Zero-drift precision in a small package
The ADA4528-2ACPZ-R7 is a dual-channel zero-drift operational amplifier from Analog Devices, built for applications where DC precision matters more than raw speed. Its key differentiator is the 0.3 µV typical input offset voltage — a figure that eliminates the need for external trimming or software calibration in most precision measurement chains. The zero-drift architecture (chopper-stabilized) keeps that offset from drifting with temperature and time, which is what makes this part a fit for thermocouple interfaces, strain-gauge amplifiers, and precision current-sense circuits where a few microvolts of drift would eat into the system error budget. Supply span runs from 2.2 V minimum to 5.5 V maximum, so it works off a single lithium cell or a regulated 5 V bus without a negative rail. Gain-bandwidth product sits at 3.4 MHz with a 0.5 V/µs slew rate — enough for low-frequency sensor conditioning and audio-band filtering, but not a part you'd pick for a high-speed data acquisition front end. The -3 dB bandwidth of 6.5 MHz confirms the same: this is a precision DC and low-frequency AC amplifier, not a video-speed buffer. The supply current per amplifier is 1.5 mA typical, so the total quiescent draw for both channels sits around 3 mA — reasonable for a precision part but not micropower.

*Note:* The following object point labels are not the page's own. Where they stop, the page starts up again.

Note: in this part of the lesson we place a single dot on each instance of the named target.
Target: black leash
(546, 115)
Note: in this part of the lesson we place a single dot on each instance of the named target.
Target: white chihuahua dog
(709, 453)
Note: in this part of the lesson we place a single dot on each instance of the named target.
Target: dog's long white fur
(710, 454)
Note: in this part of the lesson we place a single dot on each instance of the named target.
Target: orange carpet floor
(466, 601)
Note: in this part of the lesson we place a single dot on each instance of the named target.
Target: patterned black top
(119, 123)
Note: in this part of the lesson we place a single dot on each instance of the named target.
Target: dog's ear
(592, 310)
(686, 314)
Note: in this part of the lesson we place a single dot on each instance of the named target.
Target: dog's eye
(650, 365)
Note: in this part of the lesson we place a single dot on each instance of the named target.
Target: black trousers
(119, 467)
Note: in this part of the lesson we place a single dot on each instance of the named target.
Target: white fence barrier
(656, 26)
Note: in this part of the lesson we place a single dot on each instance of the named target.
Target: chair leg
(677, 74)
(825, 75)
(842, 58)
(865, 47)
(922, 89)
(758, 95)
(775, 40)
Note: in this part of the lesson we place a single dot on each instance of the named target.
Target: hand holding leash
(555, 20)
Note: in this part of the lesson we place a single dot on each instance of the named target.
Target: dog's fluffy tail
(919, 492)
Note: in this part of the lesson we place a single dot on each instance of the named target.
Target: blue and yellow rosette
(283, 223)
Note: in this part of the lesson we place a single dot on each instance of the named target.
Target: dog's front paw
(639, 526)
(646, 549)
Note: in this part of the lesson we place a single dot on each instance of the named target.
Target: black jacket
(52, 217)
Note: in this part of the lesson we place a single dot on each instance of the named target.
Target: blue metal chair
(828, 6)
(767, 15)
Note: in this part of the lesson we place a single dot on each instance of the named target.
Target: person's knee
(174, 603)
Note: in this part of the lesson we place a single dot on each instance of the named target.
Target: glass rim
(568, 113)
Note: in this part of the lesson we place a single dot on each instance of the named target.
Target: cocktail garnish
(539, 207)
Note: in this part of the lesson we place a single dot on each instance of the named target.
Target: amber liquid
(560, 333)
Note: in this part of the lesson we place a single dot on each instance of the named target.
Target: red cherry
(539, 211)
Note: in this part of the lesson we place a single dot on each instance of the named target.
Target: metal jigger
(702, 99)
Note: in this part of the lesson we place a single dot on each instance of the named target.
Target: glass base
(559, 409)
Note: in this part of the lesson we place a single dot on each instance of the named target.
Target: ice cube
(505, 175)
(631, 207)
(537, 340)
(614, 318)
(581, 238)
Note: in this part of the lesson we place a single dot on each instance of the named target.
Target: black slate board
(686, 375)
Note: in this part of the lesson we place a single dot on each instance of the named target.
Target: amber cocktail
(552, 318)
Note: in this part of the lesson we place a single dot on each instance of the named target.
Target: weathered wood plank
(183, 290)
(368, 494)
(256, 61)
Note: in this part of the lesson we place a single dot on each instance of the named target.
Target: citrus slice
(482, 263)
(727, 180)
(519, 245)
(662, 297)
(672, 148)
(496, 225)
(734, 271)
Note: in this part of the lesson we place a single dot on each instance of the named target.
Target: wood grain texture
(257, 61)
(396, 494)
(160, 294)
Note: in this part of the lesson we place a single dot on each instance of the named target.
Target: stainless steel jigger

This makes it a candidate for outdoor instrumentation, engine-bay sensor conditioning (if not directly on the block), and industrial process control loops that see wide ambient swings. The 125°C upper limit also covers most telecom and datacom equipment enclosures where internal ambient can run hot. The input bias current is 125 pA typical — a JFET-input-like figure that comes from the chopper architecture, not from a JFET front end. That low bias current matters when the source impedance is high, such as in a photodiode transimpedance amplifier or a high-impedance voltage divider. Combined with the 0.3 µV offset, this part can resolve microvolt-level signals from megohm sources without the offset error swamping the reading.